How this applies to the heart is that the good and evil we find there are not co-equal dualistic principles.  Good has definitively triumphed over evil in the death and resurrection of Jesus Christ.  When we turn to Him in faith, He gives us the power of his mercy and teaches us to realize the victory of good over evil in our lives.  He has already suffered our misery with us and is ever ready to meet us there - so that in Him all that is good, noble and true about us is rescued from the mystery of sin and raised up to new life.  

To learn to live with ourselves - this is to look at those places in our lives in which evil has a foothold and to offer these to God so that we can realize in ourselves how Divine Mercy is the limit of evil.  However deep the abyss of our misery - the abyss of mercy issuing forth form the wounds of Christ is inexhaustibly deeper.  The more we discover this limit to the evil in our own hearts, the more we can rejoice in the remarkable and astonishing presence of the Lord in our lives.  Rather than being driven by all kinds of brokenness we do not understand, we find ourselves able to live like St. Benedict, Bl. John Paul II and the other great saints - who through such interior deliberation discovered the secret of living with themselves before the face of God - habitare secum - is seeking the Mercy of the Lord.


  1. Great post. Thank you for your thoughts on John Paul II and Divine Mercy. I needed that.

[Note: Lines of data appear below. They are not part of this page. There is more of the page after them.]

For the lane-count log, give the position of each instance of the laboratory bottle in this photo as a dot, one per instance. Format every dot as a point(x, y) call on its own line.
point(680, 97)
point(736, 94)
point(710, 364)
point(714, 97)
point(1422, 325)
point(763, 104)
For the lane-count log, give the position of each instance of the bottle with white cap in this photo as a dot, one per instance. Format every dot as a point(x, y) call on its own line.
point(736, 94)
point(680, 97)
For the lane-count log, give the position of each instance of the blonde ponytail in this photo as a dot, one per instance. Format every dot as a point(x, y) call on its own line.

  2. Applicable insights into Divine Mercy in a well crafted post. May God pour out more graces upon you and your family.

  3. I have a difficult time grasping how "mercy" contains "evil".

    It's like saying "baseball" contains "evil".

    Mercy is a noun, but how does it contain "evil"?

    I like praying the Divine Mercy chaplet, but I have great difficulty in understanding a lot of the theology behind it, even the most common sense explanations confound me.

    How do you explain to someone without a background in Theology or Scripture, that "mercy" can limit "evil"?

    Signed, confused.

  4. Dear Tito - Thank you for your good question. These insights are difficult to grasp - so be patient with yourself and this poor explanation.

    I do not think the baseball is a useful analogy - mercy is not the hide of a ball or a covering over something that is bad. God's mercy does not contain evil in a material way or change its appearance. Instead, Mercy transforms even what are merely material privations not to mention the even more difficult forms spiritual misery into encounters with God.

    Mercy is more like a good rain which limits the aridity of the desert or like the sun which limits the cold darkness of winter.

    God's mercy is the greatest of God's attributes - but each attribute is the same as His nature, infinite. Evil is not infinite - it is only permitted in God's loving plan for a limited time and to a limited extent - according to his hidden purposes. The power of his love infinitely surpasses the power of evil so that where our misery meet God, where our limitedness meets his limitlessness - we access unimaginable possibilities in the Lord. Saying yes to these possibilities in our lives by faith, this is the power of the Cross unleashed in us - a power against which evil is powerless, against which it has reached its limit.

  5. "Lord Jesus Christ, Son of God, have mercy on me the sinner". This is the simple prayer the Orthodox monks of Athos, Greece repeat all day and some pray it in their sleep.